Written by Ha Yoon-ah and directed by Jeon Chang-geun, 2020’s Mystic Pop-up Bar (Ssanggabpocha) is the South Korean television adaption of Bae Hye-soo’s webtoon Twin Tops Bar. It stars Hwang Jung-eum, Yook Sung-jae, and Choi Won-young.

Han Kang-bae (Yook Sung-jae) is, through no fault of his own, an outcast. Left in an orphanage as a child and rejected by every potential foster parent, he is a hard-working young man with few friends. His troubles are thanks to an unwanted gift: anyone who touches Kang-bae becomes embarrassingly frank about their inner thoughts. Unable to control this ability, Kang-bae assiduously avoids contact with other people. They in turn dismiss him as creepy. 

Weol-ju (Hwang Jung-eum) does not see Kang-bae as creepy. She sees him as a potentially valuable asset in her quest to settle 100,000 grudges lest she be consigned to the Hell of Extinction. 



Five centuries before, Weol-ju was, like her mother, a talented shaman. When Crown Prince Yi-hon fell ill, she healed him. This led to a passionate but forbidden love affair between the two. Targeted for assassination, Weol-ju survived because the killer mistakenly murdered her mother instead. When justice seemed out of her reach, Weol-ju hanged herself. 

Alas for Weol-ju in particular and Korea in general, she hanged herself from the Sacred Tree. The Sacred Tree lost its powers and as a result, 100,000 people died in a bloody conflict. God of the Underworld Yeomradaewang could simply consign Weol-ju to annihilation. Instead Weol-ju is given a slender hope: if she can use her abilities to minister to 100,000 unhappy people, she will be allowed rebirth. 

This project has not gone entirely well. Despite the assistance of former afterlife policeman Gwi (Choi Won-young), an increasingly grumpy Weol-ju has yet to meet her quota. Inexplicably, strangers do not want to confide in the quietly fuming pop up bar owner. Her deadline is but a month away and while she won an earlier extension, there will be no second extension. Failure means the Hell of Extinction. 

When she learns of Kang-bae’s curse, Weol-ju sees the solution to her problem. Simply bully Kang-bae into working for her in exchange for an eventual cure for his curse, and the young man can induce frankness in customers. This in turn will allow Weol-ju to help the last few people she needs to reach 100,000. Everyone wins! 

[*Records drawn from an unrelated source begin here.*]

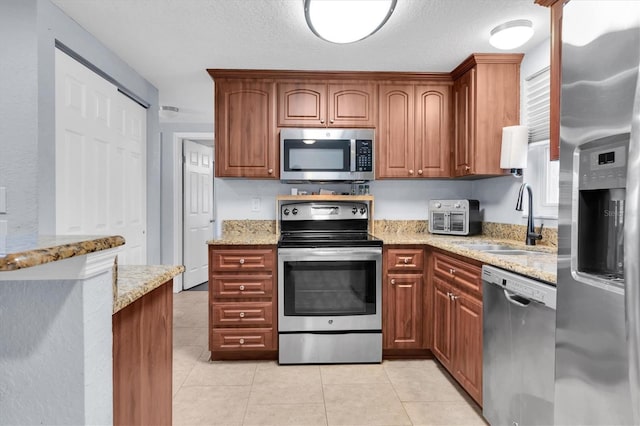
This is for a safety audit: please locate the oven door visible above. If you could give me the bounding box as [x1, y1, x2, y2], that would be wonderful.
[277, 247, 382, 332]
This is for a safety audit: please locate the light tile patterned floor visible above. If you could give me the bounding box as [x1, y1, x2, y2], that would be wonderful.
[173, 290, 487, 426]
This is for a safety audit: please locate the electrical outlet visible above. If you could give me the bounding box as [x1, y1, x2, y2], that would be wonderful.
[251, 197, 261, 212]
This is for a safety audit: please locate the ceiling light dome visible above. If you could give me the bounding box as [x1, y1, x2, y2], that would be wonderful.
[304, 0, 397, 44]
[489, 19, 534, 50]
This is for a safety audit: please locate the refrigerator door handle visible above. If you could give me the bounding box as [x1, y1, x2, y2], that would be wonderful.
[503, 289, 531, 307]
[625, 61, 640, 424]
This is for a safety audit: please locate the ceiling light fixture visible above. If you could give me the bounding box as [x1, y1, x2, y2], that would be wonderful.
[304, 0, 397, 44]
[489, 19, 534, 50]
[159, 105, 179, 119]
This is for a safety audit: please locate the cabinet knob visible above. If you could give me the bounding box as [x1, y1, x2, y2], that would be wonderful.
[330, 119, 334, 124]
[451, 294, 459, 301]
[239, 312, 245, 318]
[446, 291, 453, 299]
[239, 285, 245, 291]
[418, 169, 423, 175]
[403, 257, 410, 264]
[449, 268, 456, 275]
[465, 166, 470, 172]
[320, 119, 325, 124]
[409, 169, 414, 175]
[268, 168, 273, 174]
[239, 338, 245, 345]
[239, 258, 245, 264]
[391, 279, 396, 285]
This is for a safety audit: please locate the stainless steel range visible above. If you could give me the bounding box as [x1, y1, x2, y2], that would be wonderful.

But one evil spirit is determined to prevent Weol-ju’s success at all costs. 

~oOo~


The afterlife in this work is an odd combination of inflexibility and easy-going informality. On the one hand, there are firmly delineated punishments for transgressions. On the other, there are surprising number of loopholes. On the one hand, the judges of the afterlife are terrifying nigh-gods. On the other, one can conceivably drop in on the god of fertility for a chat, and a senior celestial official might be a regular at a local bar. One also gets the impression that some of the more contrived traditions were introduced to give the poor mortals a shot of escaping the consequences of lapses in judgment. 

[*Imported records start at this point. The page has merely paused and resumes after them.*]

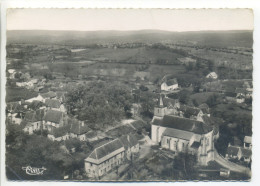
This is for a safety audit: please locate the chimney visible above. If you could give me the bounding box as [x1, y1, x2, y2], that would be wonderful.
[81, 121, 84, 127]
[127, 135, 130, 142]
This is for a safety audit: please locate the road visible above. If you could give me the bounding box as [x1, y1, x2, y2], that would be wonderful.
[214, 150, 251, 176]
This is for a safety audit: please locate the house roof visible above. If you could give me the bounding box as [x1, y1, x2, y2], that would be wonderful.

This series begins as a grudge-of-the-week saga, in which the trio (Weol-ju, Gwi, and Kang-bae) become aware that a customer has a problem and fumble their way towards a solution. This is amusing enough and no doubt could have been provided plots for dozens and dozens of episodes. 

This early format is complicated by a meet-cute with action-girl Kang Yeo-rin (Jung Da-eun), the only living human immune to Kang-bae’s curse. It just so happens that her curse cancels out his1. You may wonder just how romantically inept two self-isolating people might be. The answer is very.”

This series wasn’t intended to run indefinitely, so open-ended adventures aren’t part of the scenario. We learn that all of the characters are part of a half-millennia-old story which will reach a conclusion as the series ends. The first episodes are comic; as the end approaches, the tone shifts. The grudge of the week gets back-burnered in favour of an increasingly high-stakes struggle between Weol-ju and her great adversary.

None of which would matter if the cast weren’t fun to watch. I liked the central trio; I enjoyed their interactions. Thumbs up. 

Mystic Pop-up Bar is available on Netflix.

1: Just so” in the sense that nothing in this is coincidental.